With 2,345 stores in total and trailing-12-month sales of $155 billion, Home Depot (HD 1.05%) is the clear leader in the home improvement industry. Its shares have been a huge winner, producing an unbelievable total return of 211,200% in the past four decades.

The business has been dealing with a recent slowdown, though, despite its position in the market. So, should you invest $1,000 in this top retail stock right now and hold for 10 years? Here's what investors need to know before making a decision.

Latest challenges

In fiscal 2020 and fiscal 2021, Home Depot was able to report strong double-digit revenue growth, which was substantially above its long-term trend. Credit can be given to the COVID-19 pandemic, which brought low interest rates and saw households flush with cash that put more emphasis on renovation projects. Home Depot was a beneficiary.

Things calmed down quite a bit since that demand surge. Consumers have been dealing with higher interest rates and inflationary pressures, so they haven't been inclined to tackle expensive home upgrades as much. This explains the 3.2% same-store sales decline Home Depot posted in fiscal 2023, with executives expecting a 2.5% drop for fiscal 2024.

This can certainly cause investors to worry about Home Depot and its sensitivity to macro factors. However, the company is still in a favorable position, something that's evident in the bigger picture.

Industry winner

The home improvement industry is absolutely massive, with management putting an annual sales figure for the market at about $1 trillion. Even though Home Depot is the largest player, it only commands about 15% share. This gives it tremendous runway to keep taking share from smaller rivals.

Home Depot has durable competitive advantages that should allow it to keep winning over the long term. The brand recognition in the industry is second to none. And there are definitely scale-related benefits, like being able to invest heavily in supply chain capabilities to ensure wide product assortment, as well as improving the omnichannel setup so that customers can order items in ways most convenient for them.

Positive industry factors also play to Home Depot's benefit. The aging housing supply, coupled with an ongoing housing inventory shortage, both provide a favorable backdrop for renovation demand over the long term. Also add in the fact that housing prices in the U.S. have climbed at a rapid clip over the past five years, and it's clear there's a lot of untapped home equity that can be utilized to tackle projects.

Valuation and capital returns

Investors can't ignore the price the market is asking them to pay. As of this writing, Home Depot shares trade at a price-to-earnings (P/E) ratio of 27.9. The stock has rarely been more expensive in the past decade, indicating improving market sentiment toward the business. The current P/E multiple represents a premium to the overall S&P 500.

This valuation isn't cheap. However, I can certainly understand why long-term investors might still consider buying the industry leader. Despite the latest headwinds, Home Depot's revenue and net income should be higher five or 10 years from now. Competitive strengths and industry tailwinds are also positive factors to keep in mind.

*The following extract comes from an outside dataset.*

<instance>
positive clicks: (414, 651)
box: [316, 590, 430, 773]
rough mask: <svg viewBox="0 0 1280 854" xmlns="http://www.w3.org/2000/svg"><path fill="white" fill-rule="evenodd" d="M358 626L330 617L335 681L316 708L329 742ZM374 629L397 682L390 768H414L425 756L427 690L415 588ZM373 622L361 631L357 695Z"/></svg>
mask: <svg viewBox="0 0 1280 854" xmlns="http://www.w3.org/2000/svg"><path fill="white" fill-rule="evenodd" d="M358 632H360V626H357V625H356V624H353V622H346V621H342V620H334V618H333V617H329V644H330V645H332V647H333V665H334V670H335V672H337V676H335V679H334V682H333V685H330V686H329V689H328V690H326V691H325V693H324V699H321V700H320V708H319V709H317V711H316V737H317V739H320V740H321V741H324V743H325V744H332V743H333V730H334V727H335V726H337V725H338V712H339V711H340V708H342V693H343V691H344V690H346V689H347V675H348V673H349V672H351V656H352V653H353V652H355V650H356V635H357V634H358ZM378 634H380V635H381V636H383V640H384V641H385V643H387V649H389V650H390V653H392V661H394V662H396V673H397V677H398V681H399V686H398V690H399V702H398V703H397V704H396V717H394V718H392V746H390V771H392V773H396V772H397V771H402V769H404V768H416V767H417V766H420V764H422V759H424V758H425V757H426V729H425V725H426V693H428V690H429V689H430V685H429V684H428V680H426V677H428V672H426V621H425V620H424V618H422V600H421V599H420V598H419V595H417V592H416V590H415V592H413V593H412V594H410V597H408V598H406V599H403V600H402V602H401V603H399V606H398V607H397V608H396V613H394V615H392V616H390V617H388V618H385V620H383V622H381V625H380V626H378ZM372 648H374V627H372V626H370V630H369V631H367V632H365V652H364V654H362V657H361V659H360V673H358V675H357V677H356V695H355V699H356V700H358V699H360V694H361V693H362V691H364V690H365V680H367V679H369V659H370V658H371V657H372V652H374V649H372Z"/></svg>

Investors will also appreciate Home Depot's capital returns. Through the first three quarters of fiscal 2024, the company paid $6.7 billion in dividends. And over the last three years, it has repurchased enough outstanding stock to reduce the diluted share count by 6%.

Returning lots of cash back to shareholders might be enough to overcome the rich valuation, which might make Home Depot a smart purchase for your portfolio today.